One rumored reason for the urgency of a state takeover has been the alleged possibility of a U.S. Department of Education takeover when the bad news gets out about the computers and the money.
But Sally Cain, who is the regional representative for the U.S. secretary of education, says the federal government doesn't want it.
"First of all, federal funds typically represent only about 7 percent of a district's income," she says. "There might conceivably be a recision of funds under certain circumstances, but I can't imagine there would be any interest at all in taking it over."
As for the other ideas being floated, Cain says she thought there might be problems with some of them. "There is this thing called the Voting Rights Act," she says, "and I believe there might be a problem with that if you tried to just take over the district."
One idea Garcia is especially enamored of is giving the district to Dallas Mayor Ron Kirk, because he doesn't want it. Garcia, who ran unsuccessfully against Kirk for mayor in 1995, says he thinks putting the schools under the mayor would force the mayor and the business community to devote energy and resources to them, whether they like it or not.
"There is no greater issue facing Dallas than the crisis at DISD," Garcia says. "The true drop-out or attrition rate is 57 percent. That means 57 percent of all the ninth-graders who started four years ago will not graduate this May. In my district, 72 percent will not graduate, and half of those who do will not be able to read at grade-level.
"What we are looking at in our children," he says, "is a silent implosion."
The view from inside Ross Avenue may be different. Computer problems or no, board member Kathleen Leos says things now are nowhere near as terrible as they have been. Leos recites a quick list of shorthand nightmares: "We've gone through insurance, [Dan] Peavy, Townview, Panthers in the board room, [Yvonne] Gonzalez, internal audit, FBI probe. At least we have passed the stage of living in denial, and now we know that we have problems."
State Rep. Harryette Ehrhardt, herself a former DISD board member, says she thinks the takeover talk is wrongheaded and comes from people who are mad because they didn't get their way in the recently aborted superintendent search. The board, she says, performed its duty wisely and well by refusing to get stampeded into a choice it would have been unable to support later.
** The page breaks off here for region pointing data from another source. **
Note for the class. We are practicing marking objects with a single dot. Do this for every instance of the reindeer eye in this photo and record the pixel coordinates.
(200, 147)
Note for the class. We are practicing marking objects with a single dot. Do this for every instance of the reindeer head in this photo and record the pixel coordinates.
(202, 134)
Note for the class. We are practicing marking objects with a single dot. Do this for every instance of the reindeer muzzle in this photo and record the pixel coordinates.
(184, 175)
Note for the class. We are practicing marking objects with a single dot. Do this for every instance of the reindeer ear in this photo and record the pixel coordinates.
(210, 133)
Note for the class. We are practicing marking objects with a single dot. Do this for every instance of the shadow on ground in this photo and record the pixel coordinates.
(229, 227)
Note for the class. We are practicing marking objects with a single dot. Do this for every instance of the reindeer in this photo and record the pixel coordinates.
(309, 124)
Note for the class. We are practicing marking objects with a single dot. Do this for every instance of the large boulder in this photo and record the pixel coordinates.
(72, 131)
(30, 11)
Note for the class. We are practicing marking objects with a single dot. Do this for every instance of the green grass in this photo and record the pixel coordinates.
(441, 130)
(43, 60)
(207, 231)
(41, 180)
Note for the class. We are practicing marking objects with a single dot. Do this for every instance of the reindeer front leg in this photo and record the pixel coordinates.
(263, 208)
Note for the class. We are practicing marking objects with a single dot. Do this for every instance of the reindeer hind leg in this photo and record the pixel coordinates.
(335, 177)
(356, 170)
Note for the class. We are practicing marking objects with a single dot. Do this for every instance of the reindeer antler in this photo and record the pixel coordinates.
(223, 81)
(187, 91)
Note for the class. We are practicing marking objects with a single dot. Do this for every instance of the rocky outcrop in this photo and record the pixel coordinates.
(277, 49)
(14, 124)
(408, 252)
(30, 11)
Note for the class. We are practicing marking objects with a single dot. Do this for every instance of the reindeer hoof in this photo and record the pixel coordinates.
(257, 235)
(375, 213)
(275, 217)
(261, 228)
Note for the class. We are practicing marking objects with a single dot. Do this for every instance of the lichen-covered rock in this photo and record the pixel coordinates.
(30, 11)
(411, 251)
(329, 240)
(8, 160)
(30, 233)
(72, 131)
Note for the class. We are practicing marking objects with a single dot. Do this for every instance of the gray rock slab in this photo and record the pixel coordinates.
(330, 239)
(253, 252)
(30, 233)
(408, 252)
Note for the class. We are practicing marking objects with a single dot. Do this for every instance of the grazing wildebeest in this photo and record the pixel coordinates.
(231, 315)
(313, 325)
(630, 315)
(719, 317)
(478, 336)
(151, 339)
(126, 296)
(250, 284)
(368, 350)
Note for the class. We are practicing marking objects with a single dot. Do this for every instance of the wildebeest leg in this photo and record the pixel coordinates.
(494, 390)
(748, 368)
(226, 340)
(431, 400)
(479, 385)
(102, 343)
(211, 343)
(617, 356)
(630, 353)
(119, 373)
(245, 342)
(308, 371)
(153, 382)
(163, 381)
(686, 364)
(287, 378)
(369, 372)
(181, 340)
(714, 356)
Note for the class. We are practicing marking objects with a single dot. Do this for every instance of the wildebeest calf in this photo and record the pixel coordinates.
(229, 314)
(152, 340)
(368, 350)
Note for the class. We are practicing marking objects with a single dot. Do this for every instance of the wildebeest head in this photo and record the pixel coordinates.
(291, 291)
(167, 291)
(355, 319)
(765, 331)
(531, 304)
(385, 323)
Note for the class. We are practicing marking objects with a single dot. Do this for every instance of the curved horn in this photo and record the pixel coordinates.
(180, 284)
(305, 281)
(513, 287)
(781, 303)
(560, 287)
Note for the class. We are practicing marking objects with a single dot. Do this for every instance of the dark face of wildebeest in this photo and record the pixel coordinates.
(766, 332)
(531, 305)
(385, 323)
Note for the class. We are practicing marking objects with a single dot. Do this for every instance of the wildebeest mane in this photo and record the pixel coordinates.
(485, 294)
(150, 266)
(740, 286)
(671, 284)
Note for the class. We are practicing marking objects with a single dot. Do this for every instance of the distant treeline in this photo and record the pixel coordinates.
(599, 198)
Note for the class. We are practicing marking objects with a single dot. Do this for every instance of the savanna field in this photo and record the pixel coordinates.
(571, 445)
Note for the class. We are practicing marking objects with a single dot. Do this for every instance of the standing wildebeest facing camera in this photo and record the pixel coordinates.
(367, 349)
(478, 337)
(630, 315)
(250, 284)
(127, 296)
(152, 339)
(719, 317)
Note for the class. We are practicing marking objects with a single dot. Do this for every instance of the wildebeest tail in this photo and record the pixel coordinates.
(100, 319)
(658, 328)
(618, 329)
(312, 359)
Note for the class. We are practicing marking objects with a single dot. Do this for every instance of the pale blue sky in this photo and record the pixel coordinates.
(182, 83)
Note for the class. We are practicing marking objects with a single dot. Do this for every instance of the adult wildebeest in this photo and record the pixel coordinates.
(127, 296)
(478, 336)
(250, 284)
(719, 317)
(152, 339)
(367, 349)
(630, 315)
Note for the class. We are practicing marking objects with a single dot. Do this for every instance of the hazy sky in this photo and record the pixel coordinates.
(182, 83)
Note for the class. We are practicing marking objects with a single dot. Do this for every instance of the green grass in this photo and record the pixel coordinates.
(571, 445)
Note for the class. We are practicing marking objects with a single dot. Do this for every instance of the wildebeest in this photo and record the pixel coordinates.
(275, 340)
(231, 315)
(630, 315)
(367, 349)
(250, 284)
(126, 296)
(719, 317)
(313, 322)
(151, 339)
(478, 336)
"The DISD board did exactly the right thing by not selecting a superintendent by a one- or two-vote margin," Ehrhardt says. "In the meantime, we have a very competent superintendent who is running the schools appropriately."
Ehrhardt says she believes the business community and the Legislature should bow out of school district politics. "It is the school board that has to make these decisions, and it is their responsibility," she says. "The fact that they are not pleasing the Dallas business community or the legislators is just tough, because that's not their job."
That does leave the school board members with the challenge of recruiting a superintendent after having admitted publicly that they were unable to agree on any of their original candidates. Some education experts had predicted the board would have trouble filling the post originally because no one wanted the job, but now they are saying people will really not want it.
But Leos predicts there will be plenty of new candidates to choose from. "It's spring," she says, "and in spring things change.